Distress of Julian He attempted, however, to prevent, or at least to protract, his ruin. He implored the venal faith of the Prætorians, filled the city with unavailing preparations for war, drew lines round the suburbs, and even strengthened the fortifications of the palace; as if those last intrenchments could be defended, without hope of relief, against a victorious invader. Fear and shame prevented the guards from deserting his standard; but they trembled at the name of the Pannonian legions, commanded by an experienced general, and accustomed to vanquish the barbarians on the frozen Danube.[1] They quitted, with a sigh, the pleasures of the baths and theatres, to put on arms, whose use they had almost forgotten, and beneath the weight of which they were oppressed. The unpractised elephants, whose uncouth appearance, it was hoped, would strike terror into the army of the north, threw their unskilful riders; and the awkward evolutions of the marines, drawn from the fleet of Misenum, were an object of ridicule to the populace; whilst the senate enjoyed, with secret pleasure, the distress and weakness of the usurper.[2]

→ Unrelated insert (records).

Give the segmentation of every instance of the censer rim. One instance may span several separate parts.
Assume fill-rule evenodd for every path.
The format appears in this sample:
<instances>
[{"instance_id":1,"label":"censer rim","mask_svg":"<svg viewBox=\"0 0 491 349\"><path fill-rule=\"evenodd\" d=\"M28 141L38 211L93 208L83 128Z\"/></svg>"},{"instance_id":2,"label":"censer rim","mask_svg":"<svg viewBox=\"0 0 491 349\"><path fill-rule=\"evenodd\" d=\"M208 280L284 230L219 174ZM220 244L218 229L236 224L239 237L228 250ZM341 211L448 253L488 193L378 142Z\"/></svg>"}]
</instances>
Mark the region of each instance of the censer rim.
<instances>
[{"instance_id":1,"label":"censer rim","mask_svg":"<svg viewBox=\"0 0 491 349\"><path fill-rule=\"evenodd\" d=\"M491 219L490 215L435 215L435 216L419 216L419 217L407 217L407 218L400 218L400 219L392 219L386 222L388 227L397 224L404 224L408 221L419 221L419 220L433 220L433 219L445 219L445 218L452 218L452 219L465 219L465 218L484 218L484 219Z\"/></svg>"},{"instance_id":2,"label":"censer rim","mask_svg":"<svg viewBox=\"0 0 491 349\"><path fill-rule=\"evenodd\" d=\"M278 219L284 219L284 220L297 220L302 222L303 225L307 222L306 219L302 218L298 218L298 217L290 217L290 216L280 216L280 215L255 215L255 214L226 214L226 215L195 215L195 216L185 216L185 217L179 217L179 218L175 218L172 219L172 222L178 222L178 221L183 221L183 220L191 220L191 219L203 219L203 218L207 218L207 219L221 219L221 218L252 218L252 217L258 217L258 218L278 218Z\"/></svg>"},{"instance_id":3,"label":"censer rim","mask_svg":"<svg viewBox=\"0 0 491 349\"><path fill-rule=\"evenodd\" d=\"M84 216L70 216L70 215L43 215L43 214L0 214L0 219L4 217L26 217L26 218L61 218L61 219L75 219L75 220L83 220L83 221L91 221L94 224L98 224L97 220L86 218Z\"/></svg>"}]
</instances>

His uncertain conduct Every motion of Julian betrayed his trembling perplexity. He insisted that Severus should be declared a public enemy by the senate. He entreated that the Pannonian general might be associated to the empire. He sent public ambassadors of consular rank to negotiate with his rival; he dispatched private assassins to take away his life. He designed that the Vestal virgins, and all the colleges of priests, in their sacerdotal habits, and bearing before them the sacred pledges of the Roman religion, should advance, in solemn procession, to meet the Pannonian legions; and, at the same time, he vainly tried to interrogate, or to appease, the fates, by magic ceremonies, and unlawful sacrifices.[3]

Is deserted by the Prætorians Severus, who dreaded neither his arms nor his enchantments, guarded himself from the only danger of secret conspiracy by the faithful attendance of six hundred chosen men, who never quitted his person or their cuirasses, either by night or by day, during the whole march. Advancing with a steady and rapid
  1. This is not a puerile figure of rhetoric, but an allusion to a real fact recorded by Dion, l. lxxi. p. 1181 [7]. It probably happened more than once.
  2. Dion, 1. lxxiii. p. 1238 [16]. Herodian. 1. ii. p. 81 [11]. There is no surer proof of the military skill of the Romans, than their first surmounting the idle terror, and afterwards disdaining the dangerous use, of elephants in war.
  3. Hist. August. p. 62, 63 [ix. 5, 6].